Universe black

Ok I know why the majority of the universe is black (or at least I know about olber’s paradox), what I want to know is how come whenever there is a picture of the sun (from space) there is black around it. Say for example a picture of mercury and the sun. There would be a black void in the picture before mercury. Why is that?

I hope this question is clear enough…

Because there’s very little dust between Mercury and the sun that could reflect the light from the sun into your eyes. :confused:

Cecil (and no doubt many other people) has taken a stab at explaining why the sky is blue. If you grasp the answer to that one, you’ll see why the sky outside the atmosphere is not blue.

I understand why from the earth the sky is blue. I suppose I’m asking is this: Is there space dust that has an effect on the suns light?
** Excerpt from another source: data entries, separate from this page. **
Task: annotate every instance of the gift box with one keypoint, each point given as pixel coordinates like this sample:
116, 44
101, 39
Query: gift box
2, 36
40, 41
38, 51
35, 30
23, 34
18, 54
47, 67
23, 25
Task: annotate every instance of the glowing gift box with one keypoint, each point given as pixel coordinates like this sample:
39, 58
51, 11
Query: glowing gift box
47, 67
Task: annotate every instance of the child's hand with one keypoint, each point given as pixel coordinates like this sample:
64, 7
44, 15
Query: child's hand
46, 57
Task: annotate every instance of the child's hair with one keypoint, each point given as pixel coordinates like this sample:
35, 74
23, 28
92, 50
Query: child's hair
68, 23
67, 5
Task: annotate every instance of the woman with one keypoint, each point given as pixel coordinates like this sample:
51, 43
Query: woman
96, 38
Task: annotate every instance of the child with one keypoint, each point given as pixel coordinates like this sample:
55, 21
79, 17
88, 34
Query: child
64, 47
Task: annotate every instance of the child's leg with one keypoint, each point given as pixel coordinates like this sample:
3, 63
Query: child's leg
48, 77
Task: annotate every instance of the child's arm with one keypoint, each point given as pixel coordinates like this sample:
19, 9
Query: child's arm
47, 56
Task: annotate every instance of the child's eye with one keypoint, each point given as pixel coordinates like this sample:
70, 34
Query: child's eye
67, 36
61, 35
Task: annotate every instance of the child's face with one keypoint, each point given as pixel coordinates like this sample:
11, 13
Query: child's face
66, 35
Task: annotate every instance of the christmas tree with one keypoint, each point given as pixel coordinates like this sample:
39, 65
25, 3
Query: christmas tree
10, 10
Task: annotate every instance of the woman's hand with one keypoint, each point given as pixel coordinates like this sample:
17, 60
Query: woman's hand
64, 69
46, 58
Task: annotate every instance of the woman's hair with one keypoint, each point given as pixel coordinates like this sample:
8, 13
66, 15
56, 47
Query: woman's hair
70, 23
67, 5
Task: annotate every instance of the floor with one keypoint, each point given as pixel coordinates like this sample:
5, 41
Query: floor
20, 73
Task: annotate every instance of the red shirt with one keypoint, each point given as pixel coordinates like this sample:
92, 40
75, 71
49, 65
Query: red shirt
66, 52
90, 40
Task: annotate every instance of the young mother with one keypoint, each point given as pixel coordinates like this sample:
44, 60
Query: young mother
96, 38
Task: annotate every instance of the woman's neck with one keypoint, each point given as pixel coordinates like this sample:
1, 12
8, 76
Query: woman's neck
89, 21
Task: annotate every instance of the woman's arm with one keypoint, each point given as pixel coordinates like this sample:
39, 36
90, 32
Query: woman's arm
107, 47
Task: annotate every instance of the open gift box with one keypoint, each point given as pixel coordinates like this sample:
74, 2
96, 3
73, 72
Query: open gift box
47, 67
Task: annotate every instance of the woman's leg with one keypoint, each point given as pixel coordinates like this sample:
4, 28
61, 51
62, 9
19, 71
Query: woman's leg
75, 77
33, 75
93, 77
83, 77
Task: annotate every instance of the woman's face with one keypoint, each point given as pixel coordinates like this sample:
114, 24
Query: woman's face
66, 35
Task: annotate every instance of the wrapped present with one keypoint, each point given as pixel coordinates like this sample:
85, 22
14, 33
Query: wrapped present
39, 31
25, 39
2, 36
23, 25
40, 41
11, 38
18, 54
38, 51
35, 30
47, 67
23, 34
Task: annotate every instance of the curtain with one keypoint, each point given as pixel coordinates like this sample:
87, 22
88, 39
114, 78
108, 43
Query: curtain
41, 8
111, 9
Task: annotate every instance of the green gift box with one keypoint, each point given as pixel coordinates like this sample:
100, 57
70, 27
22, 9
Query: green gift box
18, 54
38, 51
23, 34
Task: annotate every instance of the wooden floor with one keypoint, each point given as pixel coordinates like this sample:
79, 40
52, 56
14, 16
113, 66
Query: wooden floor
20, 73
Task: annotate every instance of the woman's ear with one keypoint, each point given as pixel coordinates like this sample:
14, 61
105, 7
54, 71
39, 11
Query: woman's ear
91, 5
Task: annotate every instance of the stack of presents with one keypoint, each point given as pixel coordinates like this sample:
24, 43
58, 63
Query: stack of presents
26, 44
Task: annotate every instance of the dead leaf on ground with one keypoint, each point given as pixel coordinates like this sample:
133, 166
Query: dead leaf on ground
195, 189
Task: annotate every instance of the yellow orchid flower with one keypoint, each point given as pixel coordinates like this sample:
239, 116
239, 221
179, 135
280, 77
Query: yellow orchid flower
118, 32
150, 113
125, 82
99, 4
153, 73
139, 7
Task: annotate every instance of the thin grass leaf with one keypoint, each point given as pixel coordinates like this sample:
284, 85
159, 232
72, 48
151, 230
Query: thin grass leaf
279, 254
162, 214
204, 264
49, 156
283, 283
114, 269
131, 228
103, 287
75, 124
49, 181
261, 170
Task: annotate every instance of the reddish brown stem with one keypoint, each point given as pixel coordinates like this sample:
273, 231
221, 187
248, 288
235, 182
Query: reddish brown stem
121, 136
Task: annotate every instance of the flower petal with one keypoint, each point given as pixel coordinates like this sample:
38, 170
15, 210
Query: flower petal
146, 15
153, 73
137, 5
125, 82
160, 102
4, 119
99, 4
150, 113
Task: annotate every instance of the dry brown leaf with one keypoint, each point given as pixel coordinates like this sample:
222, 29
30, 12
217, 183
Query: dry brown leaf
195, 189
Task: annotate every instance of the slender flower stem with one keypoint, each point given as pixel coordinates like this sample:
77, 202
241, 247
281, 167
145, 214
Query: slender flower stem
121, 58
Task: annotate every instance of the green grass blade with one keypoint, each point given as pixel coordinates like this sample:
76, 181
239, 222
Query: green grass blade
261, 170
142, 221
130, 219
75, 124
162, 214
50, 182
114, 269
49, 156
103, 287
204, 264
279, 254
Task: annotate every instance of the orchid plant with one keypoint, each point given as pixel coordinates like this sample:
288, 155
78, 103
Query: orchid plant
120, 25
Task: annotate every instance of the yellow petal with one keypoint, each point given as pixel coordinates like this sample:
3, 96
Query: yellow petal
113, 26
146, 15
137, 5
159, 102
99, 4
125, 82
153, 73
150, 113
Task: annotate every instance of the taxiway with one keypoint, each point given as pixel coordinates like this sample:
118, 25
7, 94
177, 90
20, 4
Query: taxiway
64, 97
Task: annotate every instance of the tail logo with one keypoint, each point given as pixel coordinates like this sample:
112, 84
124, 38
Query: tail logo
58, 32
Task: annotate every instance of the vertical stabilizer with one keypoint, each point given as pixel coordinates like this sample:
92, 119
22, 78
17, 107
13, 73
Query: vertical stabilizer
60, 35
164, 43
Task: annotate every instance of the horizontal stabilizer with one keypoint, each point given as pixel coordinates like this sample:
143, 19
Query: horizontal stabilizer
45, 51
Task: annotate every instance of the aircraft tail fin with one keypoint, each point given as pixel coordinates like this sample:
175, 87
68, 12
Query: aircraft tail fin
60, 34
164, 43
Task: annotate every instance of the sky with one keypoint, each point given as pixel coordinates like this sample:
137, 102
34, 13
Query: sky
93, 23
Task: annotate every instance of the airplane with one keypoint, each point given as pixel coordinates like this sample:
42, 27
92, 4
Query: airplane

Yes, you can see it from earth as zodiacal light or the gegenschein

Pictures and explanation of Zodiacal light:

Picture and explanation of the gegenschein:


I’m not sure what the OP is asking, but if it’s along the lines of “Why can’t you see stars in photos of the sun,” or alternatively, “Is there stuff between the Sun and Mercury, and if so, why can’t we see it,” I believe that there is material between the Sun and Mercury (mostly stuff thrown off by the Sun - very light weight & having almost no drag on Mercury), but we can’t see it, because any reflection would be washed out by the Sun. It’s similar to a welder’s mask. Welding creates a huge amount of light. So a welder needs a very dark filter in order to avoid damage to his eyes. But anything not generating the same amount of light (e.g. a lightbulb, etc.) will be filtered out. So any reflected light between the Sun & Mercury (to use your example, I think) would be lost in the luminous “noise” of the Sun.